Bear Dreams: Harmonious Fires
In response to an invitation produce an artwork for Smokey the Bear’s anniversary exhibition, I engaged a bear’s viewpoint, only one of many creatures that rely on forests to exist.
The central upright ‘sawed’ log is threatened at the base by a swirling mass of flames, which, in turn, is surrounded and tempered by water. On the top platform are two giant whirling discs, appearing as the sun from the outside, and like metal saw blades from the inside, mirroring both the life source and the destruction of trees. Bear paw prints move up the side of the tree trunk to the top platform, diminishing in size as they meld to fit that of the bear standing on a stump, no longer in its primal forest habitat.
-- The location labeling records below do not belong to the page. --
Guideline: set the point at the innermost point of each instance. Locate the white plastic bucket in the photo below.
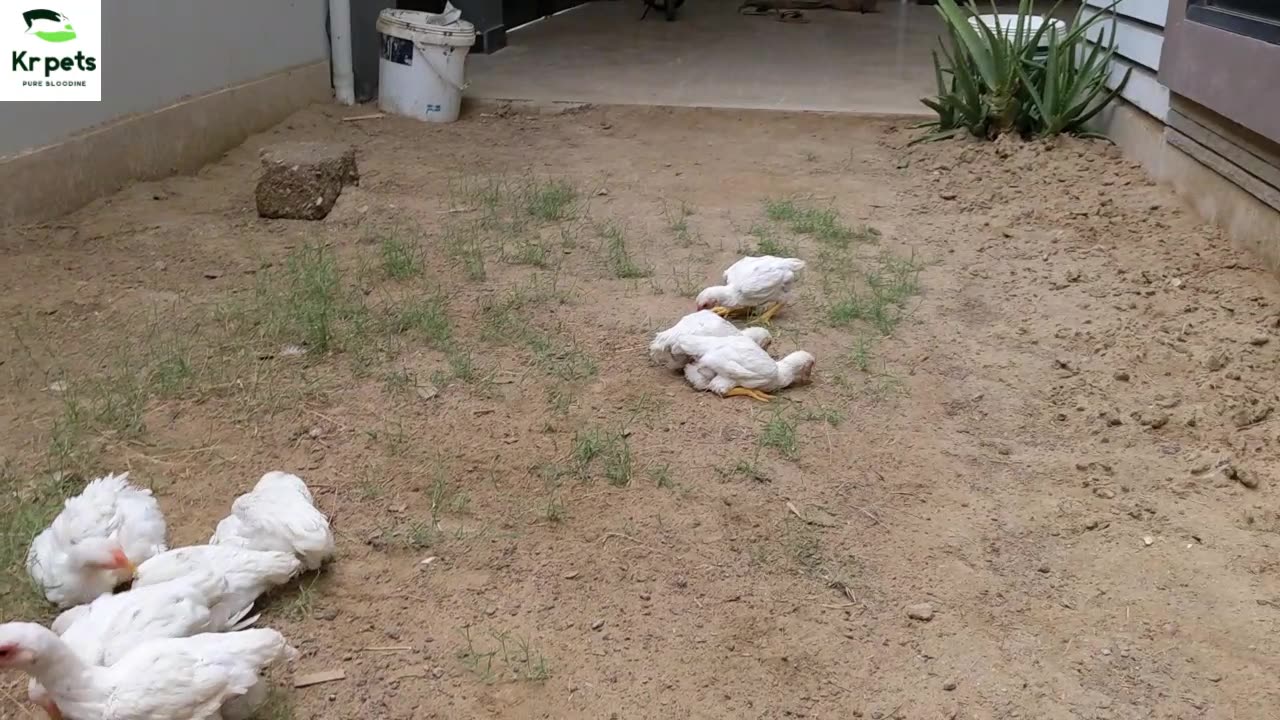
(423, 68)
(1009, 23)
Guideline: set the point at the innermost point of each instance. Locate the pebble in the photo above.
(922, 611)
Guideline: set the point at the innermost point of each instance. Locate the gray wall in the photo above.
(159, 51)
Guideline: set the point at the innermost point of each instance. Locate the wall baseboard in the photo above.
(50, 181)
(1248, 222)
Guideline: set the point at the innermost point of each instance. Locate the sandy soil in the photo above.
(1065, 446)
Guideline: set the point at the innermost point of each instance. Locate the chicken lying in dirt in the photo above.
(736, 365)
(705, 323)
(753, 282)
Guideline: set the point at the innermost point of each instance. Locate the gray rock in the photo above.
(302, 180)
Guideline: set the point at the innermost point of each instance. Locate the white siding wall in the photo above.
(1139, 36)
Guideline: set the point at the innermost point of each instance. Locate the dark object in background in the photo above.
(365, 46)
(664, 7)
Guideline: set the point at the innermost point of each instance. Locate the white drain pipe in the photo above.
(339, 51)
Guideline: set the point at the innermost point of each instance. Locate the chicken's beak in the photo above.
(123, 563)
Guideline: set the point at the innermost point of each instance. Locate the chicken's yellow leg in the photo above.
(768, 314)
(748, 392)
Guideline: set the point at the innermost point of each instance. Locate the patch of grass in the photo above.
(426, 317)
(508, 656)
(880, 299)
(862, 352)
(617, 256)
(560, 400)
(780, 434)
(549, 200)
(821, 223)
(611, 447)
(464, 245)
(530, 253)
(172, 370)
(750, 469)
(401, 258)
(26, 509)
(300, 605)
(305, 302)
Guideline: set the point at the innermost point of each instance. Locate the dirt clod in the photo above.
(922, 611)
(301, 181)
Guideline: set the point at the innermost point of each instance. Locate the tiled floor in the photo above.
(714, 57)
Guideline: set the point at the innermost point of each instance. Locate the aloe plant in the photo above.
(997, 81)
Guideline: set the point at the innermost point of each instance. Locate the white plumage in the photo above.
(278, 514)
(753, 282)
(705, 323)
(161, 679)
(248, 573)
(91, 546)
(735, 365)
(112, 625)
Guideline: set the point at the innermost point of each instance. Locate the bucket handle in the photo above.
(423, 53)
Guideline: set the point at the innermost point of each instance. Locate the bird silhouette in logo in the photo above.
(49, 26)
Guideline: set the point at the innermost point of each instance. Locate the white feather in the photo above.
(109, 510)
(664, 352)
(161, 679)
(278, 514)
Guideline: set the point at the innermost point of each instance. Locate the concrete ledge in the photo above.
(55, 180)
(1249, 223)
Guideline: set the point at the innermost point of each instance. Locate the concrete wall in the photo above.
(156, 53)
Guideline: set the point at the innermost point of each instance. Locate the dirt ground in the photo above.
(1064, 446)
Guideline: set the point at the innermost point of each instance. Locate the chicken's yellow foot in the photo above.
(748, 392)
(768, 314)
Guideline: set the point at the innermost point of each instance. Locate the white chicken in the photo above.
(736, 367)
(753, 282)
(702, 323)
(112, 625)
(248, 573)
(279, 514)
(197, 678)
(96, 541)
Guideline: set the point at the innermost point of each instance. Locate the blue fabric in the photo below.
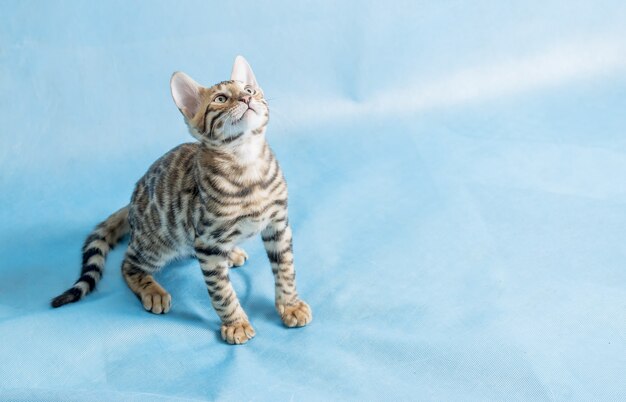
(458, 197)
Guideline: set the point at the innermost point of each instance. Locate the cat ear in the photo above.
(243, 72)
(186, 93)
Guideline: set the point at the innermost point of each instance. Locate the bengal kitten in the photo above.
(202, 199)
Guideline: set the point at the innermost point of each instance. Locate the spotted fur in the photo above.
(202, 199)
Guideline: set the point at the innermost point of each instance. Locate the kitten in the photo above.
(201, 199)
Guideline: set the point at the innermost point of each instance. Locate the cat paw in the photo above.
(237, 257)
(237, 333)
(156, 301)
(297, 314)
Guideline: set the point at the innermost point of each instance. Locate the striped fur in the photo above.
(202, 199)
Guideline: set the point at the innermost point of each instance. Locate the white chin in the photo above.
(249, 121)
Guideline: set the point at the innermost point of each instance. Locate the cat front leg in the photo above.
(277, 239)
(214, 262)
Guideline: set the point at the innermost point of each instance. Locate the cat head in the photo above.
(225, 113)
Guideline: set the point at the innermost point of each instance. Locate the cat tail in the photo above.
(98, 244)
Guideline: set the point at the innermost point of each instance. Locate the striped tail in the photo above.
(104, 237)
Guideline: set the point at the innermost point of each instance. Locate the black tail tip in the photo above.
(69, 296)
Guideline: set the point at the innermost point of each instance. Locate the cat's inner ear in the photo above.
(186, 94)
(242, 72)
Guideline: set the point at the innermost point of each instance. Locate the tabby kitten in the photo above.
(201, 199)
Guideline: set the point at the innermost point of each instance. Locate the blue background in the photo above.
(457, 175)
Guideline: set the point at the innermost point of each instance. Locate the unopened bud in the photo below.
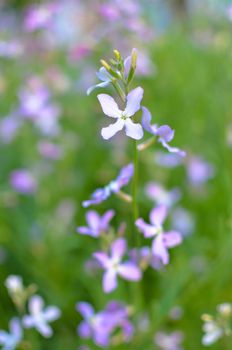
(105, 64)
(117, 55)
(134, 55)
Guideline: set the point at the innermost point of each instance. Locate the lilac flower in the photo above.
(11, 340)
(23, 181)
(102, 75)
(183, 221)
(100, 326)
(93, 325)
(9, 127)
(96, 224)
(144, 258)
(168, 160)
(40, 317)
(38, 16)
(35, 104)
(162, 197)
(10, 49)
(110, 108)
(163, 240)
(49, 150)
(114, 266)
(169, 341)
(101, 194)
(164, 133)
(199, 171)
(213, 331)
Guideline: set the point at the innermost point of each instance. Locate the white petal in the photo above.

On the surface of one of the saw blades is the lifecycle of several species of pine: the cone evolving to maturity, then opening to spread seeds once fire has spread through the forest. This is an ironic juxtaposition to the politics of ‘preventing’ naturally occurring forest fires, which contributes to more destructive fires as in the Yellowstone case.
The bear peers down into the log’s cavernous belly. There, she witnesses her former self (or peers); one bear is sleeping, one is catching a fish and a third is scratching its back on a tree trunk. It’s everyday living from the bear’s perspective, until her home is gone.